You can actually predict the shape of the profile precisely using the arguments you mention above, which are by and large correct. To do so, you can make the following assumptions:

  • Neglect viscosity (not a great assumption, but it's a start).
  • The pressure is the same everywhere in the fluid—the edges are free surfaces, so this is reasonable.
  • The flow is axially symmetric (i.e. the top-down cross section is always circular).

If you do this, and take the location of the faucet as the origin, you can then state the relationship between the gravitational potential energy and the flow speed using Bernoulli's equation as:

$$\rho g h + \rho \frac{1}{2}v^2 = \rho \frac{1}{2}v_0^2$$

where $v$ is the speed of the fluid as a function of height $h$, $\rho$ is density, and $v_0$ is the speed at which the water leaves the faucet.

Solving for $v$, you'll find that:

$$v = \sqrt{v_0^2 - 2gh}$$

As the fluid moves further down (i.e. as $h$ becomes further negative), the speed increases as you'd expect.

Then you can use conservation of mass for the rest. Assuming steady flow, you'll find that

$$A_1 v_1 = A_2 v_2$$

for any two cross-sections of the flow. Using the cross-sections at the faucet and another arbitrary cross-section, and declaring the faucet radius as $r_0$, you'll find:

$$\pi r_0^2 v_0 = \pi r^2 v$$ $$\pi r_0^2 v_0 = \pi r^2 \sqrt{v_0^2 - 2gh}$$

Solving for the radius $r$, you find up getting the following expression:

$$\boxed{r(h) = \frac{r_0 \sqrt{v_0}}{(v_0^2 - 2 g h)^{1/4}}}$$

This drop in the radius as the height decreases is consistent with your illustrations. For example, here is what I analytically determine as the flow profile when I use standard values for a bathroom sink faucet flow ($r_0 = 1.5$ centimeters, $v_0 = 0.134$ meters per second, and $g = 9.81$ meters per second squared):

enter image description here

Notice that the flow profile becomes effectively straight at distances observable in your common bathroom sink (4 inches or so). This is consistent with your observations.

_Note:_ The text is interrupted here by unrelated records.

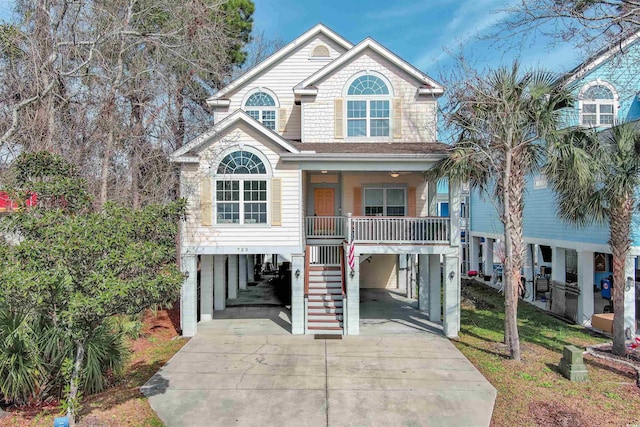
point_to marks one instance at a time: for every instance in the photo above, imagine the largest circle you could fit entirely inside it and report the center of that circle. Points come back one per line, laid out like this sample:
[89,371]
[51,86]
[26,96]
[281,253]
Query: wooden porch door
[324,206]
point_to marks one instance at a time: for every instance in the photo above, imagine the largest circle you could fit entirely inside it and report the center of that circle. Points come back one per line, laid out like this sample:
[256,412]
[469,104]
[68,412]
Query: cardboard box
[603,321]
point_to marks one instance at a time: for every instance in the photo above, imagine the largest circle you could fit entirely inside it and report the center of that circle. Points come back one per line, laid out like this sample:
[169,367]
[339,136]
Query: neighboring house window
[368,107]
[320,51]
[262,106]
[597,104]
[385,201]
[241,189]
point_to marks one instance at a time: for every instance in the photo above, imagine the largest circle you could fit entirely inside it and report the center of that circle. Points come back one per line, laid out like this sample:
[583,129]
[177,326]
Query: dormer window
[263,107]
[597,104]
[320,52]
[368,107]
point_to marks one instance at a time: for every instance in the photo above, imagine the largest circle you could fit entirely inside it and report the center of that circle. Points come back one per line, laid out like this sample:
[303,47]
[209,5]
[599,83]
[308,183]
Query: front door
[323,202]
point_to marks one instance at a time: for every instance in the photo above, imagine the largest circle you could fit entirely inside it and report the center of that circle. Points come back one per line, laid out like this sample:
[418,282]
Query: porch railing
[325,227]
[375,229]
[430,230]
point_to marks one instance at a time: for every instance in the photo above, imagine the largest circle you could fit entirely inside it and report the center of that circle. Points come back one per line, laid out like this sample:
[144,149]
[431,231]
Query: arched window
[241,189]
[262,106]
[320,51]
[368,107]
[597,104]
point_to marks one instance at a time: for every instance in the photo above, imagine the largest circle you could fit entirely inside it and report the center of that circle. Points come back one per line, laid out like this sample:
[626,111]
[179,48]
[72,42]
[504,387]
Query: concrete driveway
[250,372]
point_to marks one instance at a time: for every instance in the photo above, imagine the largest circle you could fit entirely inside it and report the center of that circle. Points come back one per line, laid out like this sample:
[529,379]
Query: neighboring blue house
[607,89]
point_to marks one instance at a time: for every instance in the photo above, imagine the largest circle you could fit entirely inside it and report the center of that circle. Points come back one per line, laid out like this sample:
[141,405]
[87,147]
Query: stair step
[325,331]
[323,317]
[322,285]
[318,310]
[324,324]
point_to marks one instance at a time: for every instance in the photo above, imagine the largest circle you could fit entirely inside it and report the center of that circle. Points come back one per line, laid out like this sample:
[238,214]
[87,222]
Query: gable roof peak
[283,52]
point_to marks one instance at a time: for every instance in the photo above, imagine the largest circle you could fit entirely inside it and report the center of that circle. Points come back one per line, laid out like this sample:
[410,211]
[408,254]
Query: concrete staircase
[325,300]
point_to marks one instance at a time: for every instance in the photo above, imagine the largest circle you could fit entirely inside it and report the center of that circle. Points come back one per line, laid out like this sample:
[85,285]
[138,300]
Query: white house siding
[227,238]
[380,273]
[414,179]
[419,114]
[282,77]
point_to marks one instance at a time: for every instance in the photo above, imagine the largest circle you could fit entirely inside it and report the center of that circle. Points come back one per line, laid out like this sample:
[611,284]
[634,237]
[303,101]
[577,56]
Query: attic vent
[320,51]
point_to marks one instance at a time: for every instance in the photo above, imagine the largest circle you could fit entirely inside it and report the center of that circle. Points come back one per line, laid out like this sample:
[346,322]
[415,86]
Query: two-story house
[318,154]
[606,91]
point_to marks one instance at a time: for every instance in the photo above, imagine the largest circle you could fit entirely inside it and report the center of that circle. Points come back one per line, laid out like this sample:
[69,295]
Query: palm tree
[500,119]
[595,176]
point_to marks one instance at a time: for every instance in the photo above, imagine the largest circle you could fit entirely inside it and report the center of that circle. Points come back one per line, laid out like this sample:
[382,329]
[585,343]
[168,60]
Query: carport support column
[423,282]
[297,294]
[242,272]
[353,297]
[630,296]
[487,257]
[232,290]
[206,287]
[451,324]
[435,283]
[219,298]
[558,267]
[189,296]
[251,262]
[585,284]
[474,254]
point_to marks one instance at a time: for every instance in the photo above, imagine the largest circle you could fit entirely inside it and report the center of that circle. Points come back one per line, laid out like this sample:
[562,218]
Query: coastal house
[576,261]
[318,155]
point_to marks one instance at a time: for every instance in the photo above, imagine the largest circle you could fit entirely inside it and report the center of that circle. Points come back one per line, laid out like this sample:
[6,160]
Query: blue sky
[421,32]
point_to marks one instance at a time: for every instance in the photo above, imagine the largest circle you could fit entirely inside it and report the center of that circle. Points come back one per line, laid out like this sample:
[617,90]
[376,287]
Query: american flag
[351,256]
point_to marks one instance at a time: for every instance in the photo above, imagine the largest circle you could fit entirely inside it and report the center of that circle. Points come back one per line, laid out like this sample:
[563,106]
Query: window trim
[261,109]
[385,188]
[367,99]
[615,103]
[241,179]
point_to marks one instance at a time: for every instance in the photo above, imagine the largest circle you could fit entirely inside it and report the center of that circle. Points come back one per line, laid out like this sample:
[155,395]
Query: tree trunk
[74,384]
[620,230]
[513,242]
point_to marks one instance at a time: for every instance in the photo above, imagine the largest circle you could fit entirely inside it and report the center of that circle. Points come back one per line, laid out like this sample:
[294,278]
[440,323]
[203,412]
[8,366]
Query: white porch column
[451,323]
[251,262]
[435,284]
[630,296]
[232,279]
[529,271]
[242,272]
[487,256]
[402,274]
[189,296]
[432,198]
[558,266]
[297,294]
[474,253]
[206,287]
[353,298]
[219,282]
[423,282]
[585,283]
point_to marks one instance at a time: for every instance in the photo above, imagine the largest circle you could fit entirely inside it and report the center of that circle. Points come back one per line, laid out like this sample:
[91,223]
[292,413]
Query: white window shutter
[338,118]
[206,205]
[282,119]
[397,117]
[276,201]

After a certain point, the stream becomes so thin that surface tension effects along with shearing at the air-water interface begin to destabilize the shape and cause it to break up into droplets. In addition, the flow becomes turbulent after a certain distance from the faucet, so this prediction is only accurate for the early stages of such a flow (i.e. for "small" $h$).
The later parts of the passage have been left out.